New concepts for deployment that we want to explain in a Conceptual Architectural Diagram:
AWS = Amazon Web Services
Amazon Web Services is a subsidiary of Amazon.com that provides on-demand cloud computing platforms to individuals, companies and governments, on a paid subscription basis with a free-tier option available for 12 months.
with subservices / products:
- RDS = (Amazon) Relational Database Service. Amazon Relational Database Service (Amazon RDS) makes it easy to set up, operate, and scale a relational database in the cloud.
- ECR = (Amazon) Elastic Container Registry. Amazon ECR is a fully-managed Docker container registry that makes it easy for developers to store, manage, and deploy Docker container images. Amazon ECR is integrated with Amazon Elastic Container Service (ECS), simplifying your development to production workflow.
- VPC = (Amazon) Virtual Private Cloud. Amazon VPC lets you provision a logically isolated section of the AWS Cloud where you can launch AWS resources in a virtual network that you define.
- Amazon S3 = Cloud Storage Service, Object storage built to store and retrieve any amount of data from anywhere. A web service.
- Amazon Route 53
- Amazon Aurora
would be useful to have diagrams to explain the interplay of the subservices diagrammatically.
AWS to be used in what deployment environments ?
Instead of building a virtual machine from scratch, which would be a slow and tedious process, Vagrant uses a base image to quickly clone a virtual machine. These base images are known as "boxes" in Vagrant, and specifying the box to use for your Vagrant environment is always the first step after creating a new Vagrantfile.
A marketplace for vagrant boxes, https://app.vagrantup.com/folio .
Playbooks are Ansible’s configuration, deployment, and orchestration language. They can describe a policy you want your remote systems to enforce, or a set of steps in a general IT process.
Ansible Roles are ways of automatically loading certain vars_files, tasks, and handlers based on a known file structure. Grouping content by roles also allows easy sharing of roles with other users.
Docker replaces XAMPP (LAMP).
Docker is a tool designed to make it easier to create, deploy, and run applications by using containers. Containers allow a developer to package up an application with all of the parts it needs, such as libraries and other dependencies, and ship it all out as one package. By doing so, thanks to the container, the developer can rest assured that the application will run on any other Linux machine regardless of any customized settings that machine might have that could differ from the machine used for writing and testing the code.
Docker provides an additional layer of abstraction and automation of operating-system-level virtualization on Windows and Linux. Docker uses the resource isolation features of the Linux kernel such as cgroups and kernel namespaces, and a union-capable file system such as OverlayFS and others to allow independent "containers" to run within a single Linux instance, avoiding the overhead of starting and maintaining virtual machines (VMs).

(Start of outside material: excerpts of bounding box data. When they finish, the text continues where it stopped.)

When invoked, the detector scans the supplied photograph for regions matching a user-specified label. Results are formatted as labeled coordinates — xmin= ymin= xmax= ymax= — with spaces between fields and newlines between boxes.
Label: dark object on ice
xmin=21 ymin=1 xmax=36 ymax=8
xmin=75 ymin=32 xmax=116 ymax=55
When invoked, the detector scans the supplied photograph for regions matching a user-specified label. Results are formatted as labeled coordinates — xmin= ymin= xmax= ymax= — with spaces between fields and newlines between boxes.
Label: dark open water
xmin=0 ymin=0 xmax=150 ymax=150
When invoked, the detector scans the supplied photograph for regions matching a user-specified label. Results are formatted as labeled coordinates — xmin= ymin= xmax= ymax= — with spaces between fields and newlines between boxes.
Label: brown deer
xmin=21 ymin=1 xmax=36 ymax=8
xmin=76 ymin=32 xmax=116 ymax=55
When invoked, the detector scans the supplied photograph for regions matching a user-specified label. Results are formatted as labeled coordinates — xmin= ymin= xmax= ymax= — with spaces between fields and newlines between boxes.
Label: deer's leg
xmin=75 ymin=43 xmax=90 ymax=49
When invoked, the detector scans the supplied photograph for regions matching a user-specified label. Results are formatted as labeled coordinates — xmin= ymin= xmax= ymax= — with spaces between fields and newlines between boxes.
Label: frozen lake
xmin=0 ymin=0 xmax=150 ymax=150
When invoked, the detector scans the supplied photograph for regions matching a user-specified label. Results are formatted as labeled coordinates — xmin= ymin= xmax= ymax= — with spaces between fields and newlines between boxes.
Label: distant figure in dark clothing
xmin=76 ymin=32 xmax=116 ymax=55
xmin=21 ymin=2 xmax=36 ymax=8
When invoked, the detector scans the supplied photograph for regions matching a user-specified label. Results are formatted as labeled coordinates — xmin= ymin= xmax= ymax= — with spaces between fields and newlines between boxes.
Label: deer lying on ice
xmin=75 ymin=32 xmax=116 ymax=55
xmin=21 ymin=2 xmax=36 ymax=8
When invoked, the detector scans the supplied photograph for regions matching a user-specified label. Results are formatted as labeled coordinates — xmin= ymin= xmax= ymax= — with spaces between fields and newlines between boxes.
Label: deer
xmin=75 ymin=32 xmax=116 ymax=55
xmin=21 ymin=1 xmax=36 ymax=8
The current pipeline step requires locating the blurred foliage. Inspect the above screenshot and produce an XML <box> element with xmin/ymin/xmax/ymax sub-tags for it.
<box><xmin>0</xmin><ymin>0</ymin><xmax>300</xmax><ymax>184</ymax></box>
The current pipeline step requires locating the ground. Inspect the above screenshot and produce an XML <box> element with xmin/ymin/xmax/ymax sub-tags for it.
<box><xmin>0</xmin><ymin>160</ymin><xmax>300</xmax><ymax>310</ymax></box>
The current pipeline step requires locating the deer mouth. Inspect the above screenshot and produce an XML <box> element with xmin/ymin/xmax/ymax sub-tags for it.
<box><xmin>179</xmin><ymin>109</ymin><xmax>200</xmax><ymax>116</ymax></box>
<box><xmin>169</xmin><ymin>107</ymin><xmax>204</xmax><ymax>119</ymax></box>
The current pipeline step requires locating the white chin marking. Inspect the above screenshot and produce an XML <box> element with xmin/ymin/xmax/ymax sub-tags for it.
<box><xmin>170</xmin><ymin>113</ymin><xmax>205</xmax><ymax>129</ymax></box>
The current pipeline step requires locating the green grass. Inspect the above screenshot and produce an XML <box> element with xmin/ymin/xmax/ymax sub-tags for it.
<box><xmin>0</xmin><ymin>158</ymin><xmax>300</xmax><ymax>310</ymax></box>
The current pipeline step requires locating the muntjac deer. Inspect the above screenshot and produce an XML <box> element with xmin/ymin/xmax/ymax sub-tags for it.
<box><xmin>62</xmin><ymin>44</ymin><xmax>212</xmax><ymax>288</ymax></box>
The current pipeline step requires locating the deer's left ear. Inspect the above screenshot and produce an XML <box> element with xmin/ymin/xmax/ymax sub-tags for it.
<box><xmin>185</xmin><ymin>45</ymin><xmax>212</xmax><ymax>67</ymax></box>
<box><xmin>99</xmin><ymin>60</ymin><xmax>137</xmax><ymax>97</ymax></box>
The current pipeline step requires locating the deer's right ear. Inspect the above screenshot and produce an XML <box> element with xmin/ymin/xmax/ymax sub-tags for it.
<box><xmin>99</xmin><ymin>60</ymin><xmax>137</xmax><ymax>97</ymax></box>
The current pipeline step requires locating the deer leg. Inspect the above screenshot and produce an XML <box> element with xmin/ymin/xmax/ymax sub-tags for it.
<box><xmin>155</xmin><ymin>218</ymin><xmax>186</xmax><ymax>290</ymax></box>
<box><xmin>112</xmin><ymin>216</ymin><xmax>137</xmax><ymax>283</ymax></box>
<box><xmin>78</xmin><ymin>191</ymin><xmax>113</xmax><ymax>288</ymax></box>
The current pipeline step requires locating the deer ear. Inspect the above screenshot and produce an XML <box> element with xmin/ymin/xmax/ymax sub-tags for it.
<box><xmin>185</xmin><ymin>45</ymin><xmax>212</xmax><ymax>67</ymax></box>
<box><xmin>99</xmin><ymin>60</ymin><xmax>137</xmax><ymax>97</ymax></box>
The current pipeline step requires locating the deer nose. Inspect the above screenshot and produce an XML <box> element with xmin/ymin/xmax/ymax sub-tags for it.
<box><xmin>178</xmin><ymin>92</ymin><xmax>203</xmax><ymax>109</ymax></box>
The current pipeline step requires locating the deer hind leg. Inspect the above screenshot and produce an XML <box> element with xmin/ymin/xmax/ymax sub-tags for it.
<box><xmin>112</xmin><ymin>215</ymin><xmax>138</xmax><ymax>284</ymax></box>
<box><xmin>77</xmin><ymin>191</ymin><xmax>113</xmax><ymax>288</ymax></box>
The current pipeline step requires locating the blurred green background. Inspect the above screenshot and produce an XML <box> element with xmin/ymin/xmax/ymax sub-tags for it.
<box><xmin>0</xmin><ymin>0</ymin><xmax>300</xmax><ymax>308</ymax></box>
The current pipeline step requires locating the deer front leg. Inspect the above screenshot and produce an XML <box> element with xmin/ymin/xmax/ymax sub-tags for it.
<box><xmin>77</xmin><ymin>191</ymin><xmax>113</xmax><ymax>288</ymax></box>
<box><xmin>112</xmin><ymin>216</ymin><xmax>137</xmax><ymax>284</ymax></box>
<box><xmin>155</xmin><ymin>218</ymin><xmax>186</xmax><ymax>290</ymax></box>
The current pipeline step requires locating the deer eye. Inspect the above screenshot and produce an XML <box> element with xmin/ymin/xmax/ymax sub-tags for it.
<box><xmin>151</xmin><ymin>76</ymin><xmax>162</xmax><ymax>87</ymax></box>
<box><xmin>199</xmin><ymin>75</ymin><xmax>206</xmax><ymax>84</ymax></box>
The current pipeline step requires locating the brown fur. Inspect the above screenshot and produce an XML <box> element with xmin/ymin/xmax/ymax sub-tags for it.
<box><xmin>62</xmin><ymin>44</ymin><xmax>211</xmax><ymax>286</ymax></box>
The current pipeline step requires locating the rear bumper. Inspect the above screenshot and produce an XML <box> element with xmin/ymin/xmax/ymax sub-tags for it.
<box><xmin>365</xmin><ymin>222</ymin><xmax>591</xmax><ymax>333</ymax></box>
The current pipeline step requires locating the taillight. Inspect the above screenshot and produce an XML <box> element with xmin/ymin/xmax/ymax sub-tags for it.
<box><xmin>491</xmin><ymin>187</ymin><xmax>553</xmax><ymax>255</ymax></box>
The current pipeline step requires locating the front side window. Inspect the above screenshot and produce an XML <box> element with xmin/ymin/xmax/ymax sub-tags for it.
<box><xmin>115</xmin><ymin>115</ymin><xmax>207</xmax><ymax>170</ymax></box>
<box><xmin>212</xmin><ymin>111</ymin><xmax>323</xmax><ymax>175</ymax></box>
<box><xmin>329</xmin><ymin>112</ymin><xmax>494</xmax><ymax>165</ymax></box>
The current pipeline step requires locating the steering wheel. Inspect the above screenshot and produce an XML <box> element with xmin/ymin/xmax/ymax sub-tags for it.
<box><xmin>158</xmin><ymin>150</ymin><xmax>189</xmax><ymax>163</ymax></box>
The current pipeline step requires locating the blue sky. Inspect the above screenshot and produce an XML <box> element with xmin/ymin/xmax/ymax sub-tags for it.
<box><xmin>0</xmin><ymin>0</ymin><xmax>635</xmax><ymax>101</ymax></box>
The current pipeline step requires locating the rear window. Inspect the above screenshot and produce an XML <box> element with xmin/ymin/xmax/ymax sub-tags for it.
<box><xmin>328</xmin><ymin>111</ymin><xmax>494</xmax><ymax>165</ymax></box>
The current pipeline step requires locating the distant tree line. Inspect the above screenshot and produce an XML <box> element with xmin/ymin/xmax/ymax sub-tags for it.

A container image is a lightweight, stand-alone, executable package of a piece of software that includes everything needed to run it: code, runtime, system tools, system libraries, settings. Available for both Linux and Windows based apps, containerized software will always run the same, regardless of the environment. Containers isolate software from its surroundings, for example differences between development and staging environments and help reduce conflicts between teams running different software on the same infrastructure.
Dockerfiles: scripts to build containers, step-by-step, layer-by-layer, automatically from a source (base) image.
The major difference between a container and an image is the top writable layer. All writes to the container that add new or modify existing data are stored in this writable layer. When the container is deleted, the writable layer is also deleted. The underlying image remains unchanged.
Because each container has its own writable container layer, and all changes are stored in this container layer, multiple containers can share access to the same underlying image and yet have their own data state.
A Docker image is built up from a series of layers. Each layer represents an instruction in the image’s Dockerfile. Each layer except the very last one is read-only.
Official Repositories. Docker Store is the new place to discover public Docker content https://hub.docker.com/explore/ .
Scripts for Continuous Intergration, e.g. Travis CI: https://docs.travis-ci.com/user/customizing-the-build/
The process of deploying multiple containers to implement an application can be optimized through automation. This becomes more and more valuable as the number of containers and hosts grow. This type of automation is referred to as orchestration. Orchestration can include a number of features, including:
Instantiating a set of containers
Rescheduling failed containers
Linking containers together through agreed interfaces
Exposing services to machines outside of the cluster
Scaling out or down the cluster by adding or removing containers
rkt is an application container engine developed for modern production cloud-native environments. It has been introduced by CoreOS in December 2014. rkt integrates with Kubernetes.